Low income seniors may not be getting enough information to know what supports and services are available to help keep them slipping into poverty, NDP Senior’s critic Selina Robinson said Friday, July 22.
And programs intended to help seniors most in need – like the $49 per month Seniors Supplement, which is called a ‘top-up’ to the federal Guaranteed Income Supplement – are not being adjusted to keep up with inflation.

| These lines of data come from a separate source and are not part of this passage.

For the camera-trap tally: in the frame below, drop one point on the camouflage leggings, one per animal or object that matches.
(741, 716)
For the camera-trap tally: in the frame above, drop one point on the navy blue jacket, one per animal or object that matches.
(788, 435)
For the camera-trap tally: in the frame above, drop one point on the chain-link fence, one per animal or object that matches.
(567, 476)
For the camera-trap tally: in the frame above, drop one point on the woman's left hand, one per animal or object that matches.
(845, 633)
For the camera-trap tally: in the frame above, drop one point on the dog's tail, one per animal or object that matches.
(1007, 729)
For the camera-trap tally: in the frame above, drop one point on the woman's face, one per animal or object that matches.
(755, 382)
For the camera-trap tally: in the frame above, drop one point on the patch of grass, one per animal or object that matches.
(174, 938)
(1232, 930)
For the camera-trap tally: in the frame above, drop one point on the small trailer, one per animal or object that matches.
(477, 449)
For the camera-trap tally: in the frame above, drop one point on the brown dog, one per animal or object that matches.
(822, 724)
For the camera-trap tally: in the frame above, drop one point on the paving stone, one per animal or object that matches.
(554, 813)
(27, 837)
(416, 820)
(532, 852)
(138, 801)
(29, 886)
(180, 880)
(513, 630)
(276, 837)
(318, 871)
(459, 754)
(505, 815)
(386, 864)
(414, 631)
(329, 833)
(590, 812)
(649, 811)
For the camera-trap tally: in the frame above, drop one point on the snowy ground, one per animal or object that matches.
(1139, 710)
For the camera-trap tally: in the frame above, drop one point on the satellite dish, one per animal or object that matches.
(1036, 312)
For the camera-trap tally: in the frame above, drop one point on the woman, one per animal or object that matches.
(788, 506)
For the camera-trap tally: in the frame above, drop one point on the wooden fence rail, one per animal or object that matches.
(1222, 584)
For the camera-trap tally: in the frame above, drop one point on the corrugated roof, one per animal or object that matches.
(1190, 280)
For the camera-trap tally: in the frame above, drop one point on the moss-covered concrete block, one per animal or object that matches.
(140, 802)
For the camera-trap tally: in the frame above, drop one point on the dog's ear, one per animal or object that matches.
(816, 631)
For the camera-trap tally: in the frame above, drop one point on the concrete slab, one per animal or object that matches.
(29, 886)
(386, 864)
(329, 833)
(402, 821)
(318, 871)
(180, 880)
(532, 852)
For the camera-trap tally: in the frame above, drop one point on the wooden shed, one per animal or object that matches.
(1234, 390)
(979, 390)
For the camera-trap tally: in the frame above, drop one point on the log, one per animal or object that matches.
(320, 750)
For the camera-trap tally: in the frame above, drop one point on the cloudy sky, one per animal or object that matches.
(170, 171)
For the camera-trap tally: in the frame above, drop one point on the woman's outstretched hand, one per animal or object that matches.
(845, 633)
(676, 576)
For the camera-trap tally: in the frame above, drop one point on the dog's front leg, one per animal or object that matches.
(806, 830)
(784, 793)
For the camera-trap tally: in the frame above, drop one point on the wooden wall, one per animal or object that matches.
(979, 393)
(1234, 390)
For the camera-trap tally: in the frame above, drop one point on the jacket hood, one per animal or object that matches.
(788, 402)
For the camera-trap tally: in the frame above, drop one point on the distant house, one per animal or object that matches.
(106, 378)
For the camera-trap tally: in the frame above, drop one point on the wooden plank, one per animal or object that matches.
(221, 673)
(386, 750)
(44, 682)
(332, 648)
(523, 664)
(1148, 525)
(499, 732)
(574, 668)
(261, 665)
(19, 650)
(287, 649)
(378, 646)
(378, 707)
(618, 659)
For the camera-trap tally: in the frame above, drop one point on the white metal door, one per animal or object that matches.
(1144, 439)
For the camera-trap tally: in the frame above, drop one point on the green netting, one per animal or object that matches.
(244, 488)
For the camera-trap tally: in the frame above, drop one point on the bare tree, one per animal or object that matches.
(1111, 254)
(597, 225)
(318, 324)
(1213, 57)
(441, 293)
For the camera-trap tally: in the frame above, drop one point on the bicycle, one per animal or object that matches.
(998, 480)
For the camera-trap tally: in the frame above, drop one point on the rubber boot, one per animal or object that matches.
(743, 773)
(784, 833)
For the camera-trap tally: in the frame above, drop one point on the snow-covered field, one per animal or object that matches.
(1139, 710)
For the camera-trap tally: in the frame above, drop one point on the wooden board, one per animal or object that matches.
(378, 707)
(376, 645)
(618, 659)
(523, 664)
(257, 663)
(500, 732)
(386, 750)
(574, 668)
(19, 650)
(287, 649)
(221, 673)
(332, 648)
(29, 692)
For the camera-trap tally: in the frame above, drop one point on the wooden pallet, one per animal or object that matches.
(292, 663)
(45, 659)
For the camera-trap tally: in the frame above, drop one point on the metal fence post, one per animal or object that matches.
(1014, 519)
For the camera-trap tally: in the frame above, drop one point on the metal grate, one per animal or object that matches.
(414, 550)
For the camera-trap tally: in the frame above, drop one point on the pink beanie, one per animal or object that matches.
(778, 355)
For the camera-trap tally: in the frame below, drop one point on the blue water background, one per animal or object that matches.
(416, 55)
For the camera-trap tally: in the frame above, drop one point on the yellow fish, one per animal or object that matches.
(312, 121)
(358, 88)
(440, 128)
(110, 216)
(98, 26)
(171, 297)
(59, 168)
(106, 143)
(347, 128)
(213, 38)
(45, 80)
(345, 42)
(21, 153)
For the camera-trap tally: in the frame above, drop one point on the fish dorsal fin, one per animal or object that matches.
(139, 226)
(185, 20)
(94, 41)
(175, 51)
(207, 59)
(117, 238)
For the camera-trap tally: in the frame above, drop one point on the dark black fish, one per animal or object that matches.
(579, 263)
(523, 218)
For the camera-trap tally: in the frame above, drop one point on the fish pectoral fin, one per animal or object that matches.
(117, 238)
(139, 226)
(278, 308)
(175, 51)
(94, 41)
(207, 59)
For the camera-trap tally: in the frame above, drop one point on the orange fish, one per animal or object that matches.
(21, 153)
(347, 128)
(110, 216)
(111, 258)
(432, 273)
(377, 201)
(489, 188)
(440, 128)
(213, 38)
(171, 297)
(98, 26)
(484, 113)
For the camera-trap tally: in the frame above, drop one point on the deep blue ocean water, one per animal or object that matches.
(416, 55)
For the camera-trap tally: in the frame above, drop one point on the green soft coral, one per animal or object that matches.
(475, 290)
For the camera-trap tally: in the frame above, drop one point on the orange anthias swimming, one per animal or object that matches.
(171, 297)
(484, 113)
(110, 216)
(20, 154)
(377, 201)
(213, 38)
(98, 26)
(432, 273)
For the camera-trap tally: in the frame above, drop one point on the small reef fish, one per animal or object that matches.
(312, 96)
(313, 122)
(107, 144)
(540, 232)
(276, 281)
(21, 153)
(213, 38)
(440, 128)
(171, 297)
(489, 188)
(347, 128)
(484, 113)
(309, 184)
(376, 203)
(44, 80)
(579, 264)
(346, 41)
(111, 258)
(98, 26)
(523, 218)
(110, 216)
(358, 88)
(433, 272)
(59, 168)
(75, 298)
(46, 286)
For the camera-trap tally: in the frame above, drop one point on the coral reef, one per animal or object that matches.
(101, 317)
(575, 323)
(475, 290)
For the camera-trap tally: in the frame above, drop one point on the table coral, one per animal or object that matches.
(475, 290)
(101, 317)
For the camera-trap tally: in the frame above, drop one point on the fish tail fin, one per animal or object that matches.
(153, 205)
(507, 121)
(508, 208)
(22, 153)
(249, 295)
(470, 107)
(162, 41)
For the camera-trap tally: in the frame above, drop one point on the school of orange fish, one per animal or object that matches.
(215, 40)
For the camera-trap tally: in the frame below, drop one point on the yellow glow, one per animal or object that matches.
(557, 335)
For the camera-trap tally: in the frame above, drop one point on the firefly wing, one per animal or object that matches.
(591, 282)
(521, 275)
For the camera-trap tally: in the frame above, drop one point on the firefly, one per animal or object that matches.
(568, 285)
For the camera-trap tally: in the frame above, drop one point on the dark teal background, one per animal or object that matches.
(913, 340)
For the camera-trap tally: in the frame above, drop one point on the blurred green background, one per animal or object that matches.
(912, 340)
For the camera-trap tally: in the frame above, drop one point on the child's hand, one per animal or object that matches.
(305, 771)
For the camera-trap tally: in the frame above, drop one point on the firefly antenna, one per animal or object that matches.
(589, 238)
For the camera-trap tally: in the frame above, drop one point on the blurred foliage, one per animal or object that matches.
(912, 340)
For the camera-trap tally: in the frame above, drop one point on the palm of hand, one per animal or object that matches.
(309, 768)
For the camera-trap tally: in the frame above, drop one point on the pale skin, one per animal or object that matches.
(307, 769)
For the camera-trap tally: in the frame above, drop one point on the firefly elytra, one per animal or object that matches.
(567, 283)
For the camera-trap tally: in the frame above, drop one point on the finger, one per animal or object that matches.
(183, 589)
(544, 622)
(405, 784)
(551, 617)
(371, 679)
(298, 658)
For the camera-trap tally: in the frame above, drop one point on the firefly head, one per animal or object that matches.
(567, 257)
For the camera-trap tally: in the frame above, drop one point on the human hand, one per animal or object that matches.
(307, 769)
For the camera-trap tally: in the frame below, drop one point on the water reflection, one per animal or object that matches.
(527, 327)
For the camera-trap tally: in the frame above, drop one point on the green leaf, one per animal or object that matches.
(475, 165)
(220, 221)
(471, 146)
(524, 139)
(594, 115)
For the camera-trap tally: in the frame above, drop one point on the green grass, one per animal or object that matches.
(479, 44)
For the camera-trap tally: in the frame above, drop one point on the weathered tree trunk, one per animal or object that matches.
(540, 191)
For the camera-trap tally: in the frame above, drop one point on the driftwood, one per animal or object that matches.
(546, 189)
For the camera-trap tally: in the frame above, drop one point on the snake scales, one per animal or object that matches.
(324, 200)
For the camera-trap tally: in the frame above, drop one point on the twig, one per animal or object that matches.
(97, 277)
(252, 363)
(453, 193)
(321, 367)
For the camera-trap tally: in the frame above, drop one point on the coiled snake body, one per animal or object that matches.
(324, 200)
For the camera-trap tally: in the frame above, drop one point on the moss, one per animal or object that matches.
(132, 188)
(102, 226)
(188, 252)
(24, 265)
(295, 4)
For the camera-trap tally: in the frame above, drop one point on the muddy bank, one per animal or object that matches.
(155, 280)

The Senior’s Supplement has not been increased for more than 25 years, even though the GIS has been increased 55 per cent over the same time period, Robinson pointed out.
Robinson was responding to a recent report by BC Seniors Advocate Isobel Mackenzie which warned that seniors in British Columbia are seeing their incomes eroded faster than anywhere else in Canada.
Her July 13 report, based on StatsCan income data, said B.C. senior families have seen their annual median income fall by 5.7 percent since 2013. The picture is even grimmer for single seniors, who have seen their income drop by 6.3 percent.
That compares to national figures of a 1.9 percent increase in median income for senior families, and a 2.3 percent increase for single seniors.
“We have to start paying attention to what the data are telling us and stop listening to generationally divisive inaccurate generalizations that portray seniors as rich,” said Mackenzie.
“We know that seniors have the lowest median income of any age cohort over 25 and now we know that, in BC, seniors’ incomes are actually shrinking while other age groups are experiencing significant increases.”
In response to a query from the Chronicle, media spokesperson for B.C.’s Ministry of Social Development and Social Innovation Corinna Filion provided details of programs and services available to seniors.
As well as the Seniors Supplement, which is available to seniors who receive either the GIS or Old Age Security payments from the federal government, low income seniors in B.C.:
• are eligible for the BC Bus Pass, which gives them access to transit systems ‘across the province’ for an annual administrative fee of $45, accessed by 65,000 seniors;
• a home renovation tax credit, that provides up to $1,000 with the cost of ‘certain home renovations’, accessed by 53,000 seniors;
• rental assistance through the Shelter Aid for Elderly Renters (SAFER) program, accessed by 20,000 seniors;
• assisted living and supportive seniors unites, accessed by 12,000 seniors.
Robinson said Mackenzie’s report suggests not enough is being done to keep B.C. seniors above the poverty line. “Rents are going up, MSP is going up, car insurance is going up, and the ability for seniors to live a full life is compromised,” she said.
Although there are programs available, “government hasn’t done a very good job letting seniors know about it,” Robinson said, noting that thousands of seniors have not applied for the SAFER program, even though they would be eligible.
Many low-income seniors may not be aware that they might be eligible for exemptions from MSP payments, Robinson said.
Government should be able to inform seniors, based on income information, about what kinds of programs they might be eligible for, Robinson said.
“Every single senior should know what’s available to them. These are not difficult things to fix and government is just not acting.”
She also stated that things like the Seniors Supplement should be adjusted for inflation.